My other criticism is a little nitpicky thing, but I’m very fussy about my dialogue. As a writer, I spent a long time learning how to write effective dialogue that sounds like real people talking. When I was in school, that was one of the main critiques I gave to my fellow writing students: your dialogue has to sound organic. And in some places in this book, it was a little stiff. Some may argue that it was just a more formal style, but I would say that there is a difference between writing your dialogue in a more formal style and having it be stiff. The dialogue wasn’t consistently “formal” enough for it to be on purpose, so I think that if I had been this author’s editor, I would have circled at least ten spots in this book where the dialogue could have been worked. But again, it didn’t take away much from the book, I just noticed it because it’s a pet peeve of mine.
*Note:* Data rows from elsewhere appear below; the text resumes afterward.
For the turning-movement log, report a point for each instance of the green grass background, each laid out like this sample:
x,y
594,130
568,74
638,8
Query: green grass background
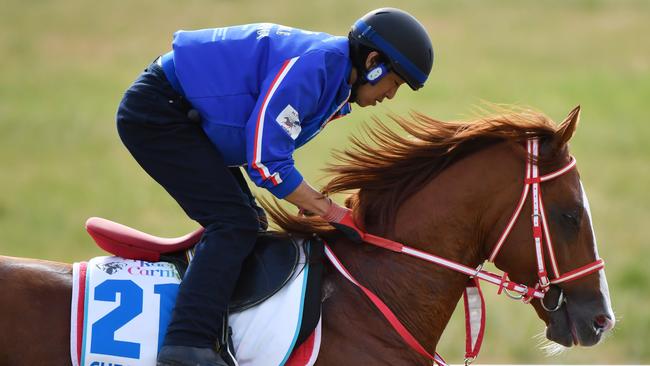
x,y
64,65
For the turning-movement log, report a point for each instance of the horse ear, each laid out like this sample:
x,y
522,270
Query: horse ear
x,y
567,128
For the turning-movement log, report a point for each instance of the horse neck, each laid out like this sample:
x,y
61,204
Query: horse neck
x,y
451,217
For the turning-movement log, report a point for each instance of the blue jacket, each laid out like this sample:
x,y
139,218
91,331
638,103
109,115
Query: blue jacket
x,y
263,90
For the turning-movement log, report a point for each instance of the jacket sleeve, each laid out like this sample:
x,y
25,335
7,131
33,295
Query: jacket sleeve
x,y
289,94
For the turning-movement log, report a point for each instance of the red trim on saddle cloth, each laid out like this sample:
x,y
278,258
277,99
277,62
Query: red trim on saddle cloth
x,y
81,291
126,242
307,352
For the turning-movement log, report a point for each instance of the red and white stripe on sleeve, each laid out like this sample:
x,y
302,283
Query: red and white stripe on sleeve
x,y
259,128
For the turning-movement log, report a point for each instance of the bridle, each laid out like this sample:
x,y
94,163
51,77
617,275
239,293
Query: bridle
x,y
541,233
473,298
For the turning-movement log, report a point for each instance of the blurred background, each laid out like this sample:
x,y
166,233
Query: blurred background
x,y
65,64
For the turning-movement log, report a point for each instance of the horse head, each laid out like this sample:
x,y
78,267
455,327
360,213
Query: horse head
x,y
576,311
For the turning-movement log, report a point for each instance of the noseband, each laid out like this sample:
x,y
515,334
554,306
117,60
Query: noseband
x,y
473,294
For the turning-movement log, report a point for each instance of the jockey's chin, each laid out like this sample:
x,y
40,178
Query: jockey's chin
x,y
370,95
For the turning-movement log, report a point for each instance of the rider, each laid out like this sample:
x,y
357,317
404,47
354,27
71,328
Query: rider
x,y
249,96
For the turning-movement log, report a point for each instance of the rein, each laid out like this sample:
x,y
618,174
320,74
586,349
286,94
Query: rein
x,y
473,297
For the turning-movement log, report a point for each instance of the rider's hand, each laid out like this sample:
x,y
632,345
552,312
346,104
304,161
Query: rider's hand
x,y
342,219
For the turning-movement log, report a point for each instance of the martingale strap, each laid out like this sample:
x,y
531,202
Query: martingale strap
x,y
385,310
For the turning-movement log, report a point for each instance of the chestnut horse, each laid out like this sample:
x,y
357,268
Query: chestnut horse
x,y
448,189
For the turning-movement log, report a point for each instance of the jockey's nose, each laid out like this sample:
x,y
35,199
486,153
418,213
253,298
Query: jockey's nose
x,y
603,323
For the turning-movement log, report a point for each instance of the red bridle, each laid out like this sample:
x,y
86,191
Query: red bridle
x,y
474,303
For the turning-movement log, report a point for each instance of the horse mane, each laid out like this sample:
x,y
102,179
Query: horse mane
x,y
382,173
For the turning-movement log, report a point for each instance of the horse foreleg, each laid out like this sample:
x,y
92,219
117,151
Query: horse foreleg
x,y
34,312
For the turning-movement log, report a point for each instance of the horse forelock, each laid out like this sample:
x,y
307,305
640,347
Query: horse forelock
x,y
384,166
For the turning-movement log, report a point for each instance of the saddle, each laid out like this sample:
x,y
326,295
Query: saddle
x,y
265,271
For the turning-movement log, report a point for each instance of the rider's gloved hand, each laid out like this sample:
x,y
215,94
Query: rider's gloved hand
x,y
342,219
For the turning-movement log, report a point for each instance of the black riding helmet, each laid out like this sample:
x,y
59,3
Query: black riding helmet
x,y
398,36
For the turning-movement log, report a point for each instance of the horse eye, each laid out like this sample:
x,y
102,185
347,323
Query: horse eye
x,y
572,219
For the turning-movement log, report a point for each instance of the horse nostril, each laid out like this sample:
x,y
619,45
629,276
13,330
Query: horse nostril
x,y
603,323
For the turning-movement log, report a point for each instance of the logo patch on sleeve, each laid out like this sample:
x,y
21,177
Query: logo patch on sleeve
x,y
290,121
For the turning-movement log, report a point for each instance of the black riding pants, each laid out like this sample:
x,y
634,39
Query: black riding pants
x,y
153,123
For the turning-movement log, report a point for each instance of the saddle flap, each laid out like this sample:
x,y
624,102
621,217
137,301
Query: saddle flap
x,y
266,270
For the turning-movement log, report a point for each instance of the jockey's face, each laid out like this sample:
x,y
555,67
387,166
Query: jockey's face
x,y
368,94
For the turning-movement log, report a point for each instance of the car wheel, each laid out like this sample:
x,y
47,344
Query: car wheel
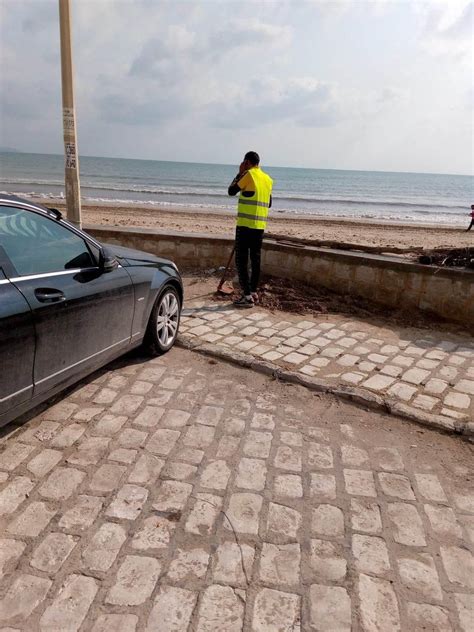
x,y
164,322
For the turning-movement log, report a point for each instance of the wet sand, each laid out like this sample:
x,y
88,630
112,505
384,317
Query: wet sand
x,y
349,231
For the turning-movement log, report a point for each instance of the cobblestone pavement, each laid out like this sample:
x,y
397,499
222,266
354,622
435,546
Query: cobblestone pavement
x,y
184,494
430,371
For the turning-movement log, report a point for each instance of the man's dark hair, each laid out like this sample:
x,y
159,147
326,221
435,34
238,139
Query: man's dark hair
x,y
252,157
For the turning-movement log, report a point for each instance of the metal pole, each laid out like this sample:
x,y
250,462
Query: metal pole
x,y
73,189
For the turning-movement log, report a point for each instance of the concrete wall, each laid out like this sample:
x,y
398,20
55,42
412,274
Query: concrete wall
x,y
386,280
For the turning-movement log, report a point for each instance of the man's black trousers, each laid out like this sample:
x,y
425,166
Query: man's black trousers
x,y
248,241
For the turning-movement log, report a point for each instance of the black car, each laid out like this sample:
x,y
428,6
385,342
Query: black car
x,y
69,304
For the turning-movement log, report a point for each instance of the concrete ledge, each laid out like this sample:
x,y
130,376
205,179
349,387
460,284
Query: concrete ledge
x,y
356,395
390,281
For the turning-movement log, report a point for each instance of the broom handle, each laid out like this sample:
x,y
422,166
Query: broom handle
x,y
221,283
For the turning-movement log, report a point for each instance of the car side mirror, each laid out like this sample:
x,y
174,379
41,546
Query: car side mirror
x,y
107,260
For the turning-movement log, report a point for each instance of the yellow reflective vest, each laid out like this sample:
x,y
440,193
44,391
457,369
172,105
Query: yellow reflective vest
x,y
252,212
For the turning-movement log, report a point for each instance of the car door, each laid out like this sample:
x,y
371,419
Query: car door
x,y
80,314
17,346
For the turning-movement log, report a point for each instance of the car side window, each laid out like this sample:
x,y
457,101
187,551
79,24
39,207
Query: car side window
x,y
37,244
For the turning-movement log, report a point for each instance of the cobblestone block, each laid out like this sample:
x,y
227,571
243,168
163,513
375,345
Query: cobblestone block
x,y
146,470
354,456
330,609
10,551
396,485
263,421
457,400
123,455
378,605
288,485
136,579
107,478
155,533
465,608
402,391
430,487
204,514
33,520
89,451
172,496
443,521
379,382
61,483
327,520
215,475
14,454
370,554
422,616
407,523
288,458
419,575
68,437
128,503
280,564
258,444
109,425
175,419
275,610
209,415
71,605
251,474
83,514
244,513
220,609
51,554
320,456
188,565
199,436
359,482
327,562
23,596
163,441
172,610
283,522
388,459
233,564
365,516
178,471
116,622
459,565
323,486
131,438
102,550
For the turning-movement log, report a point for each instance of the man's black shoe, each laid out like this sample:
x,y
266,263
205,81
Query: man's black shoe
x,y
244,302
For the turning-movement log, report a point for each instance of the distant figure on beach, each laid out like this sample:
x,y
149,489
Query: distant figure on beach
x,y
472,218
255,188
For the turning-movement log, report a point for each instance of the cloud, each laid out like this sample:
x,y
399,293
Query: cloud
x,y
448,28
304,101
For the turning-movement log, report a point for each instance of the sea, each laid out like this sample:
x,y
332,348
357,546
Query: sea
x,y
440,199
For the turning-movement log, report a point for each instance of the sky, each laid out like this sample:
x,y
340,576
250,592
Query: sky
x,y
349,84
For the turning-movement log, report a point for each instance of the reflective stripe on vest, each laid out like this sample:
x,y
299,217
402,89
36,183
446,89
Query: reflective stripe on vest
x,y
252,212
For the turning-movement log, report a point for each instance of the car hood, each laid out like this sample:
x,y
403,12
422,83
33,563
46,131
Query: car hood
x,y
135,257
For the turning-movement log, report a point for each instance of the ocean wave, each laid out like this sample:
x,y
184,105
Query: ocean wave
x,y
279,196
415,216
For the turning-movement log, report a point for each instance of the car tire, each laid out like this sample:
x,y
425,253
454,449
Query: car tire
x,y
163,325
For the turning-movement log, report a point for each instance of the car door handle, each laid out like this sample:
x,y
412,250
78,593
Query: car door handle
x,y
49,295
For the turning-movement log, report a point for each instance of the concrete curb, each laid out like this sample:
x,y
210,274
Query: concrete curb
x,y
354,394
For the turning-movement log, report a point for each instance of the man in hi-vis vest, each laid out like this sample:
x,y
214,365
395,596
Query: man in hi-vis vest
x,y
255,188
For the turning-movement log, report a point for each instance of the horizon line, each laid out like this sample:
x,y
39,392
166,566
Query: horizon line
x,y
34,153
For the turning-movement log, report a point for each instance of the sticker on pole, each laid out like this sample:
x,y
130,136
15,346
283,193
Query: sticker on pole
x,y
68,119
70,151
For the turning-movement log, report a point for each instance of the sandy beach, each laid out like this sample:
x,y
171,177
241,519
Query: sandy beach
x,y
357,232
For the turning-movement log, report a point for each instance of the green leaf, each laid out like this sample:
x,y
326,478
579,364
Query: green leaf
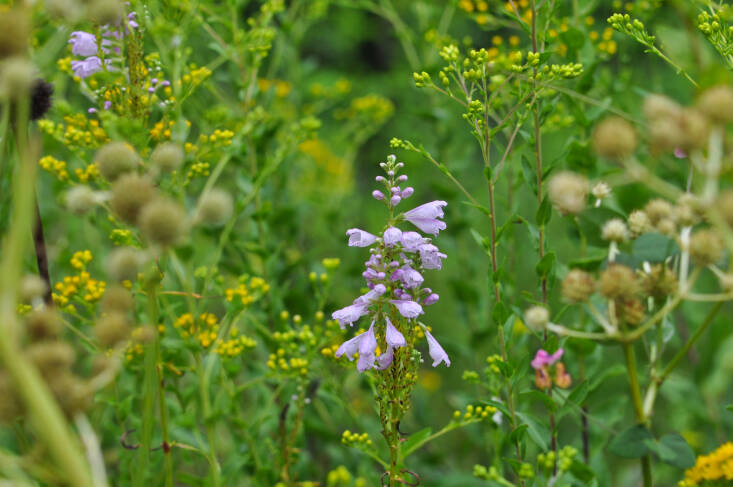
x,y
544,212
632,442
415,441
654,247
674,450
538,432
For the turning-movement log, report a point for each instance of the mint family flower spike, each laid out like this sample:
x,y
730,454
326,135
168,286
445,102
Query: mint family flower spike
x,y
394,275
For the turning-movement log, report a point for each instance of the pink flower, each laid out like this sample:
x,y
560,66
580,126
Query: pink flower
x,y
360,238
544,359
425,217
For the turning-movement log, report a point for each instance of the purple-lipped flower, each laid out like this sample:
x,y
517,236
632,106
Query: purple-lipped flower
x,y
394,273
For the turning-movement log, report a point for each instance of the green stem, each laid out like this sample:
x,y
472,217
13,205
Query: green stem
x,y
646,464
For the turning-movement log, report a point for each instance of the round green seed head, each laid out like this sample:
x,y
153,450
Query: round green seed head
x,y
162,221
115,159
168,156
214,208
130,193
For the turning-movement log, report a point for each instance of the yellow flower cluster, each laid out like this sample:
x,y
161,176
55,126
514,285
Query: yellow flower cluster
x,y
281,88
76,131
55,167
248,293
81,284
349,438
716,466
235,345
474,412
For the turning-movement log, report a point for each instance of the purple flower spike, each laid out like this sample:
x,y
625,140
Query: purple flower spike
x,y
392,236
350,314
367,347
385,360
393,337
83,43
431,299
425,217
410,277
360,238
436,351
411,241
407,308
87,67
543,359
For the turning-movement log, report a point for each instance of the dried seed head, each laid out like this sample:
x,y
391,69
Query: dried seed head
x,y
725,205
536,318
706,248
112,329
214,208
80,199
117,299
43,324
568,192
163,221
639,223
32,288
578,286
52,357
657,210
601,191
630,311
14,33
618,281
123,264
614,138
659,282
615,230
115,159
16,77
168,156
659,107
130,193
717,104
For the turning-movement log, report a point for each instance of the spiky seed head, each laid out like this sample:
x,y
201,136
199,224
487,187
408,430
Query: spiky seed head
x,y
536,318
578,286
130,193
115,159
163,221
568,192
618,281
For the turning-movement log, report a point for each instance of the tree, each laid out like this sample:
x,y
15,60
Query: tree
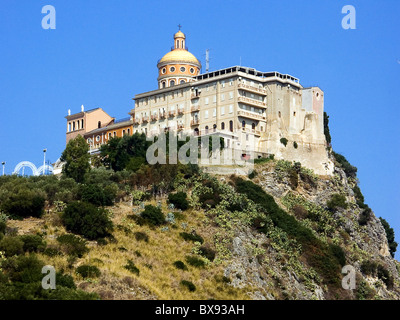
x,y
326,129
390,236
76,158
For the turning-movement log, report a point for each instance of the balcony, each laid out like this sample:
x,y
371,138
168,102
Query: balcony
x,y
251,115
252,102
171,114
254,131
252,89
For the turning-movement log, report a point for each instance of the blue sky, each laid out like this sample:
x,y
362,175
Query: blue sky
x,y
102,53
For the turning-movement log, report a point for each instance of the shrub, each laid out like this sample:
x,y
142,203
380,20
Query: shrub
x,y
87,220
348,169
33,243
141,236
337,201
96,195
72,245
24,203
132,268
365,216
191,237
188,285
195,262
180,265
207,253
87,271
11,246
153,215
179,200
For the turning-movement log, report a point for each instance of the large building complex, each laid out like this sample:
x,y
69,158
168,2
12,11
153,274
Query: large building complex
x,y
269,110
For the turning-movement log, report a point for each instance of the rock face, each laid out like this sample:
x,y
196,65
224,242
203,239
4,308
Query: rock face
x,y
364,245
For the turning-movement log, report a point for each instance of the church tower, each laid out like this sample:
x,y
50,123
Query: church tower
x,y
177,66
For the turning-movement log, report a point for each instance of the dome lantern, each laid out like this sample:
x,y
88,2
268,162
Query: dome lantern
x,y
178,66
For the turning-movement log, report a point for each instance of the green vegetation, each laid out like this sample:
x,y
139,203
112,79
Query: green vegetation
x,y
76,158
189,285
326,129
337,201
179,200
390,236
153,216
87,220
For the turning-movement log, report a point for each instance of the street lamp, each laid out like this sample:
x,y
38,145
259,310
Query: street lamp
x,y
44,161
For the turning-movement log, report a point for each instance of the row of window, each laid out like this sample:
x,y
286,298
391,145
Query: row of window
x,y
110,135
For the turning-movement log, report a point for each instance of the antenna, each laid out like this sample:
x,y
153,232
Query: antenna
x,y
207,60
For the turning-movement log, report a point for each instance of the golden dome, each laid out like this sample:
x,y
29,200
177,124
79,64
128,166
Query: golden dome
x,y
179,55
179,34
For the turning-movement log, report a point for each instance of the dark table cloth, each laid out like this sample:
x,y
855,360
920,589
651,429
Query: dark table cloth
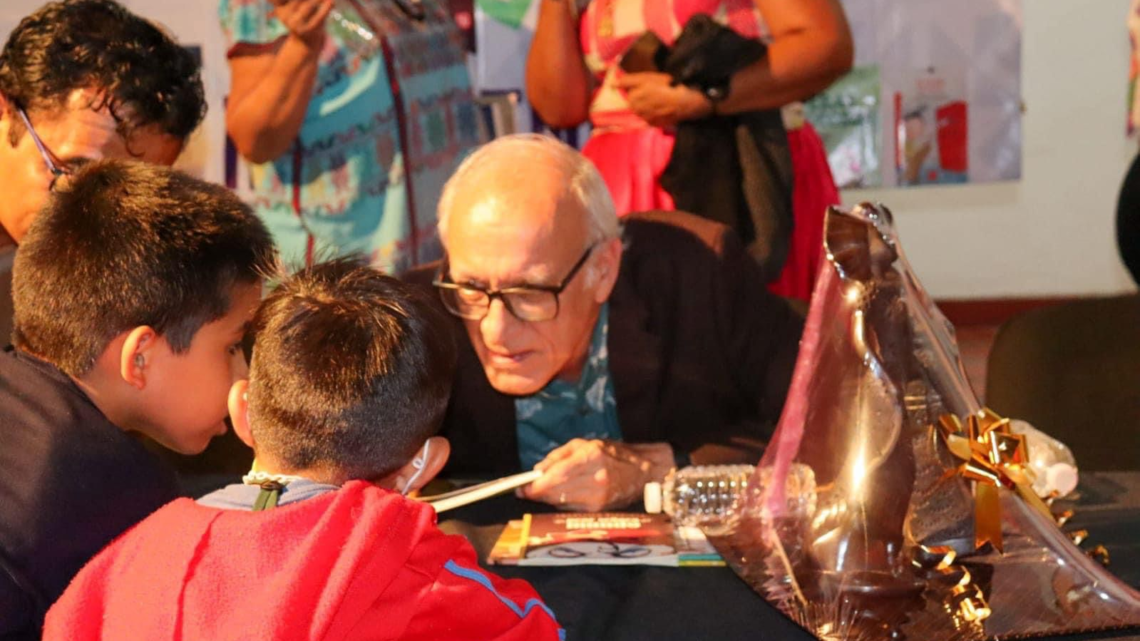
x,y
630,602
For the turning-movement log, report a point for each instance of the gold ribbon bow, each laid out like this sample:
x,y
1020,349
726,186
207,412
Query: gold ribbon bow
x,y
992,456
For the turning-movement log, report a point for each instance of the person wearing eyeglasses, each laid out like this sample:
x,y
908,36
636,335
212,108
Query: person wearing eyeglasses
x,y
602,356
83,80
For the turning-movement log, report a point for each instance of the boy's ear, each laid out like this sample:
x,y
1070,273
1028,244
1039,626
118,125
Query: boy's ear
x,y
239,412
438,452
138,351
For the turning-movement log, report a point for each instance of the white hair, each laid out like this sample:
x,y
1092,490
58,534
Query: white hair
x,y
583,181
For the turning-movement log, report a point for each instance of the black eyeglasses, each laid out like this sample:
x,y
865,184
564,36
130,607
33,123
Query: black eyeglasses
x,y
530,303
56,167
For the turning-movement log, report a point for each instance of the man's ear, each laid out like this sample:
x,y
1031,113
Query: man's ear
x,y
238,404
138,351
609,262
438,452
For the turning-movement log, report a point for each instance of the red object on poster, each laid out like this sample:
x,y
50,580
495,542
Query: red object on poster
x,y
953,154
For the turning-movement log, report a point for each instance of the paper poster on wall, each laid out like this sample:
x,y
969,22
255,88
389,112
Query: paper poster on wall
x,y
847,119
509,13
969,130
931,124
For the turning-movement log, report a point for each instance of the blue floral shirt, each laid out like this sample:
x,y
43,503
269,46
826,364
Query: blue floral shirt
x,y
563,411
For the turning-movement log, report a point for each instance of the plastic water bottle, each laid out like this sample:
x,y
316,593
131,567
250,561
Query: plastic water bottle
x,y
1052,463
700,495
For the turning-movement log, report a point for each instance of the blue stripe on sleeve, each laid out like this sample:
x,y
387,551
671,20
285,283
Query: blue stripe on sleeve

Overall, I really enjoyed this book. I think that anyone who read this book would certainly have a respect for the classics, if they didn’t already, and I would absolutely recommend it to anyone who loves Homer. I’m going to recommend below a few of my absolute favorite historical fiction pieces, if anybody else is interested in that sort of thing.
If you liked Troy, try: The Song of Achilles by Madilene Miller
The Dovekeepers by Alice Hoffman
And I Darken by Kiersten White
Gates of Fire by Steven Pressfield
Honestly I was worried you were going to tear this book to shreds, so I’m so glad you actually liked it!